Almost all of the hundred or so chemical elements form chemical compounds. In these compounds, atoms of different elements are held together in fixed proportions by some form of chemical bonding. Moreover, many of the elements exist in bonded forms. Metals, for example, are held together by their own form of bonding, in which a pool of electrons are shared by all the atoms in the sample. Most nonmetallic elements exist as molecules; chlorine (Cl2), phosphorus (P4), and sulfur (S8) are examples of this phenomenon.
Valency is the number of bonds that an atom can form with other atoms. Hydrogen has a valency of one, since an atom of hydrogen forms a single bond when it participates in molecules. Nitrogen has a valency of three, so an atom of nitrogen combines with three atoms of hydrogen in ammonia molecules (NH3). The valency of an element is not necessarily equal to the number of atoms with which each atom of that element will bond. In a molecule of nitrogen (N2), for example, each atom bonds with only one other, yet the valency of nitrogen is still three because a triple bond joins the two atoms in the molecule, so each atom participates in three bonds.
The noble-gas configuration
The noble gases of group 18 (or VIIIa) of the periodic table are extremely reluctant to react, yet the elements immediately before and after them in order of increasing atomic number are the most reactive of all elements. This discovery gave chemists a clue to a driving force of chemical reactions.
Consider fluorine, neon, and sodium—a series of elements whose atomic numbers increase in steps of one unit. Compounds of neon are unknown: it has no chemical reactivity. Fluorine, which has one less electron per atom than neon, is extremely reactive. When it reacts, it often forms compounds in which it is present as a negative fluoride ion (F–)—its atoms acquire an electron from some other element of the compound. Sodium, too, is extremely reactive, but it forms positive ions (Na+) by losing one electron. The common factor for these three elements is that their most stable forms—F–, Ne, and Na+—are isoelectronic: they all have the same number of electrons. The same effect happens around the other noble gases, so electron counts of 2 (helium), 10 (neon), 18 (argon), 36 (krypton), 54 (xenon), and 86 (radon) are unusually stable.

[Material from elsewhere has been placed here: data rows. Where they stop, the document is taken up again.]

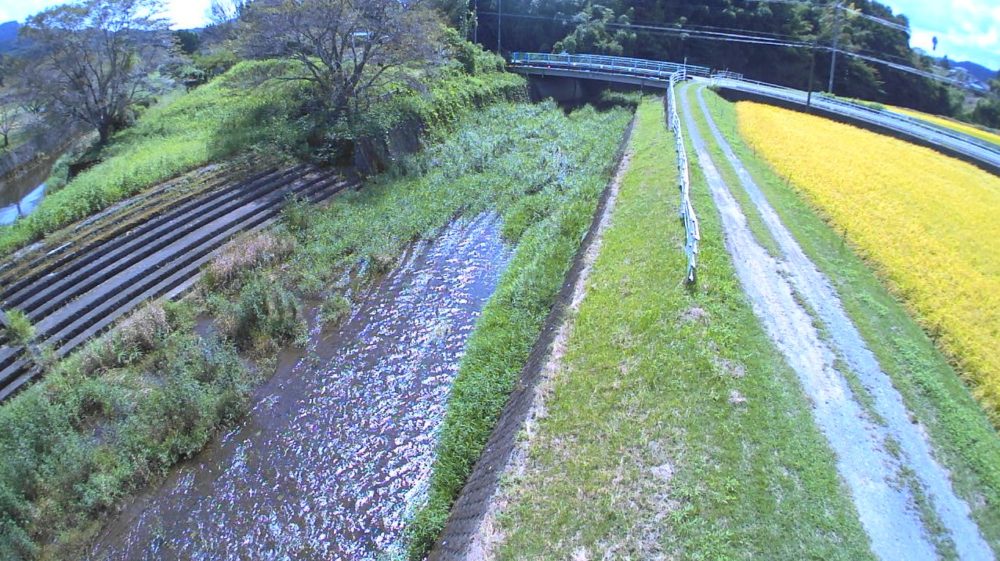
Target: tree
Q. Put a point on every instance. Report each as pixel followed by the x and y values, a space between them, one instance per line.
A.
pixel 591 34
pixel 346 48
pixel 223 12
pixel 92 61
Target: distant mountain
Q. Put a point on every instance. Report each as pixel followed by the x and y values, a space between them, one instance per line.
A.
pixel 8 35
pixel 977 71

The valencies of the elements are largely accounted for by the number of electrons that an atom of that element must gain, lose, or share to make up a noble-gas configuration; sodium (11 electrons) has a valency of one, for example.
Electron shells and shielding
Quantum mechanics helps explain why the noble-gas configuration is so stable. Electrons arrange themselves in shells around the nucleus of an atom. In these shells, each electron experiences both an electrostatic attraction from the positively charged protons in the nucleus and a repulsion from the negative charges of the other electrons around the nucleus.

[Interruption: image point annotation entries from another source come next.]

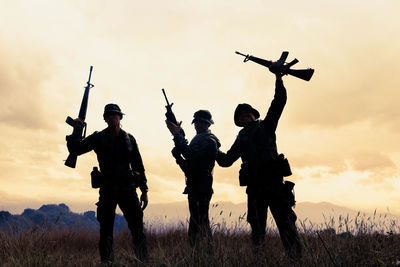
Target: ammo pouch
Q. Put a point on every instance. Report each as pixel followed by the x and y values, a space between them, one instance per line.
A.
pixel 244 174
pixel 97 178
pixel 133 178
pixel 288 193
pixel 283 166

Each noble-gas configuration represents the completion of an electron shell. The first shell can hold two electrons, the second shell eight, and so on. Addition of an electron to a noble-gas configuration starts a new shell, which lies farther from the nucleus than the completed shells. Electrons in the inner shells effectively shield the outer electron from the attractive force of the nucleus.

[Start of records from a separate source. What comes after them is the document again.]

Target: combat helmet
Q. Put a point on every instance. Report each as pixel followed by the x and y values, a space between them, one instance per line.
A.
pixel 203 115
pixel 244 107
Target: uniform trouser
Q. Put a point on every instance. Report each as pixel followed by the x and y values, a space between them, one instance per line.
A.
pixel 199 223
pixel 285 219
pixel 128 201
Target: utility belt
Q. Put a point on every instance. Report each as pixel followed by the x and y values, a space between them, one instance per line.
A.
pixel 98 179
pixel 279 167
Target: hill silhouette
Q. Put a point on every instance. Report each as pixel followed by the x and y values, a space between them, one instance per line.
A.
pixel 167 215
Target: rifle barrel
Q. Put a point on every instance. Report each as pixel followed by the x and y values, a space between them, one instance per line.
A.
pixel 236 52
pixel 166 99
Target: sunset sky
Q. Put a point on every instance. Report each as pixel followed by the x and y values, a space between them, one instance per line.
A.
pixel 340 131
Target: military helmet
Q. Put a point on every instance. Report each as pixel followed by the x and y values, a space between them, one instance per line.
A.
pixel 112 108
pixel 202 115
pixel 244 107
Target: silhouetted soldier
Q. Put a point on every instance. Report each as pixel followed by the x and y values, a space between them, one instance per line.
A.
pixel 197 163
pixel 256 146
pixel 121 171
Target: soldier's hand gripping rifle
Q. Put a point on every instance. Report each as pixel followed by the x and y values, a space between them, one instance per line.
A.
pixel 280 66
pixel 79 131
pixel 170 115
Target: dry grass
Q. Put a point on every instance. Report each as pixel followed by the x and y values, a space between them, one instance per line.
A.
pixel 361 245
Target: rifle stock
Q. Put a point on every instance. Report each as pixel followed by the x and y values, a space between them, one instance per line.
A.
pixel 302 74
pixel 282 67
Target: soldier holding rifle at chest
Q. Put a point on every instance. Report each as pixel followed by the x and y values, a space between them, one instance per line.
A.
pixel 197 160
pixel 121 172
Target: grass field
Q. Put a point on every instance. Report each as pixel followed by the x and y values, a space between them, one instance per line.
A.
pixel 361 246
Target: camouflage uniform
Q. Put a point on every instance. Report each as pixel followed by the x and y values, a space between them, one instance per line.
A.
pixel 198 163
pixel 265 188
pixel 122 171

Where an atom has a near-complete noble-gas configuration, an additional electron fits into the almost-full outer shell. The repulsive effect of the electrons alongside it in the same shell is weak. Because of the weak shielding effect, the electron experiences a relatively strong attraction to the nucleus, even if there are more electrons than protons, as is the case in a negative ion or an anion.